Dünyada hidroelektrik santrallerinin teşvik edildiğini belirten Eroğlu, 30-40 yıl önce ABD, Kanada, Finlandiya gibi ülkelerde hidroelektrik potansiyelinin yüzde 80'inin kullanıldığına dikkati çekti.

Eroğlu, geçmişte su kaynakları potansiyelinin yüzde 15'i kullanılırken şimdi yüzde 51'i yakalayabildiklerini ancak bunun da yeterli olmadığını ifade etti.

- "HES'ler olmasa elektrik fiyatı bugünkünün üç katı olurdu"

Eroğlu, HES'lere karşı çıkılmasının sebeplerini şöyle anlattı:

"Çevreyi tahrip ediyor, suyumuzu satıyorlar, derelerimiz satılıyor, dereler kirleniyor, çaylıklar zehirleniyor şeklindeki propagandalara samimi olarak inananlar var.

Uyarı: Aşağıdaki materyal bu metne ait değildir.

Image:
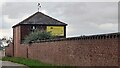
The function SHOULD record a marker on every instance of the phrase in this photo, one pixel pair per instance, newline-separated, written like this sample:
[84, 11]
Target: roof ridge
[54, 21]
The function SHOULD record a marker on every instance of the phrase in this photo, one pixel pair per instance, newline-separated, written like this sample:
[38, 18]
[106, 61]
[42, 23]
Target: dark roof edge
[38, 24]
[35, 14]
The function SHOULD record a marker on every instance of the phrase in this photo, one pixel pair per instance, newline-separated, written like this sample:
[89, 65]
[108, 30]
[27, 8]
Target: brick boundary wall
[95, 50]
[9, 50]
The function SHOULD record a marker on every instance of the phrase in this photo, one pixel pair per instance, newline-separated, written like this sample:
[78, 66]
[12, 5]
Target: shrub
[38, 35]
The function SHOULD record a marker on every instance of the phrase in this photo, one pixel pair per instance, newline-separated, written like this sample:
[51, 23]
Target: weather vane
[39, 6]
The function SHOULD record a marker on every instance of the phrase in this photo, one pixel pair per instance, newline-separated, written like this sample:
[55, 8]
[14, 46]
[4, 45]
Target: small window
[33, 28]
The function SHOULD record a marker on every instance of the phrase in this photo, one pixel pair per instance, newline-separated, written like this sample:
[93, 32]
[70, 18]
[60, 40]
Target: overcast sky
[83, 18]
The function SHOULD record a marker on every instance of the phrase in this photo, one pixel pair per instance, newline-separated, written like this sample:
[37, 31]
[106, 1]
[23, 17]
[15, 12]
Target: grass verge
[28, 62]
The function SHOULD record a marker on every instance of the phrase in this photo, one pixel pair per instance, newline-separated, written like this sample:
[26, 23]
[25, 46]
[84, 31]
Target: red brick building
[38, 21]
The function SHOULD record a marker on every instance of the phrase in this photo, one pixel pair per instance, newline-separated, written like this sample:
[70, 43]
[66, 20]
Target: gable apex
[40, 19]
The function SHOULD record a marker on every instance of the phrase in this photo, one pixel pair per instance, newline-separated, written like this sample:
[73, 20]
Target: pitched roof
[40, 19]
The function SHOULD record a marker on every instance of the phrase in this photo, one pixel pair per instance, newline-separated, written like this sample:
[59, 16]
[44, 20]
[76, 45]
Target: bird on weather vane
[39, 6]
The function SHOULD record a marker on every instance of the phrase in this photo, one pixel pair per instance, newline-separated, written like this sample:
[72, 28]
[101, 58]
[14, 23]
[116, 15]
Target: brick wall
[98, 50]
[9, 50]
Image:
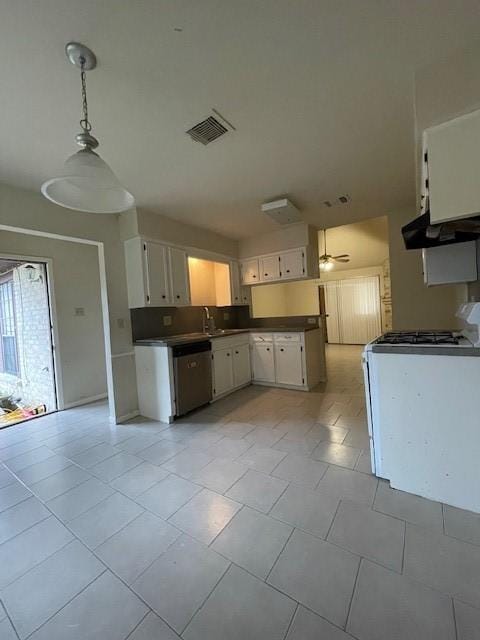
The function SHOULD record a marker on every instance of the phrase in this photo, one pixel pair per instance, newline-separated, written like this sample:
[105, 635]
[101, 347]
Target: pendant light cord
[84, 123]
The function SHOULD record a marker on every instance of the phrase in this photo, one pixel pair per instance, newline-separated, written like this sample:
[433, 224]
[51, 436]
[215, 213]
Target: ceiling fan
[327, 261]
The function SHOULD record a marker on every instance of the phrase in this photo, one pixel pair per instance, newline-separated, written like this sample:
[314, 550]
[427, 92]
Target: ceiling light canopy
[87, 183]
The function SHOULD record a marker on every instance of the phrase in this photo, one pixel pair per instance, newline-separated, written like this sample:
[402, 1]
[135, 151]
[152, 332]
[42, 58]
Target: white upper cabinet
[179, 276]
[269, 267]
[156, 269]
[453, 161]
[292, 264]
[157, 275]
[240, 295]
[249, 271]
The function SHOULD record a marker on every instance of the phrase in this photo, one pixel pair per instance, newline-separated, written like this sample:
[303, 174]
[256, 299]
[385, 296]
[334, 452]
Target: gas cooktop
[417, 337]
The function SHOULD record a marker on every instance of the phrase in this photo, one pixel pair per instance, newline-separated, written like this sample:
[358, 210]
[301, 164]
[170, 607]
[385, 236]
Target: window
[8, 345]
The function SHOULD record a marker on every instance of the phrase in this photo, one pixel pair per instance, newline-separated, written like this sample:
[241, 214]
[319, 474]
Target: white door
[179, 277]
[292, 264]
[353, 309]
[263, 364]
[249, 271]
[242, 372]
[222, 371]
[269, 268]
[289, 364]
[156, 267]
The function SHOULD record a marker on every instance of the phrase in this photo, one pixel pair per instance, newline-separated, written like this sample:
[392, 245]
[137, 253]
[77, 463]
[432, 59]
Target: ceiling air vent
[207, 131]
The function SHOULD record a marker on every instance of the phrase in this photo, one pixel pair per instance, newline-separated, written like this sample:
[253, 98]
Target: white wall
[156, 226]
[29, 210]
[77, 284]
[365, 242]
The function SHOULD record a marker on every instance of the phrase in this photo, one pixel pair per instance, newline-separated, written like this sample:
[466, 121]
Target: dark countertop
[282, 329]
[170, 341]
[423, 350]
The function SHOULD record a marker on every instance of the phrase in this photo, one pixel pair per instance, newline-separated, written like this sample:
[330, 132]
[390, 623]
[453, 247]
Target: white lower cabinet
[289, 364]
[242, 371]
[263, 364]
[231, 367]
[222, 371]
[290, 359]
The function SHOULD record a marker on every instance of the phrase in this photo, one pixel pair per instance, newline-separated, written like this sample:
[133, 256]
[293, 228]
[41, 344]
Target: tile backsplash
[169, 321]
[153, 322]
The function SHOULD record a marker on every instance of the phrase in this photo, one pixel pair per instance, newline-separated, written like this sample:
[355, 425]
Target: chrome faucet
[206, 319]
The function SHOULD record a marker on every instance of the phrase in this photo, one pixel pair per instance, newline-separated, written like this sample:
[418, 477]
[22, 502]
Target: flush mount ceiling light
[327, 261]
[87, 183]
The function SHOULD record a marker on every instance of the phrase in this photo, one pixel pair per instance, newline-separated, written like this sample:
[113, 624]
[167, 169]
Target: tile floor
[254, 518]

Onlara bir şey dediğim yok. Ama esas itibarıyla enerjide büyük bir pasta var. Dolayısıyla biz HES'leri yaptıkça enerji fiyatı dengeleniyor. Bizim devreye soktuğumuz hidroelektrik santraller olmasa elektrik fiyatı, bugünkü fiyatın iki veya üç katı olurdu. Elektriğin sigortası HES'lerdir. Bir zarar yok. Üstelik Karadeniz'de HES'ler yapılmasa, taşkınlardan korumak için tersip bentleri, birtakım setler yapmamız lazım."

"Dereler kurutuluyor" şeklindeki iddialara da cevap veren Eroğlu, "Tabii hayatın tamamının devamı için belli bir miktar suyu bırakma mecburiyeti var. Barajda olanlarda belli bir problem yok. Hatta baraj olunca yazın kuruyan dereler dahi kurumuyor." dedi.

- "Oradaki HES firmasının 1 litre suyu satması mümkün değil"

Bakan Eroğlu, tepkilere neden olan su kullanım anlaşmasına ilişkin, "Su kullanım anlaşması imzalıyoruz. Suyu satmak yok. Oradaki HES firmasının 1 litre suyu satması mümkün değil. Çünkü sadece suyun gücünden istifade ederek, elektrik üretip onu serbest piyasaya satacak. HES'ler temiz, yenilenebilir. Türkiye'de fiyatı dengeliyor." bilgisini verdi.

Trabzon'un Of ilçesindeki Solaklı Vadisi'ni örnek gösteren Eroğlu, bölgenin HES'lerden önce ve sonraki fotoğraflarını paylaştı. Rize, Ordu ve Giresunluların, "Böyle yapacaksınız biz buna razıyız." şeklinde talepleri olduğunu aktaran Eroğlu, Rize'deki dereleri de aynı şekilde yaptıklarını dile getirdi.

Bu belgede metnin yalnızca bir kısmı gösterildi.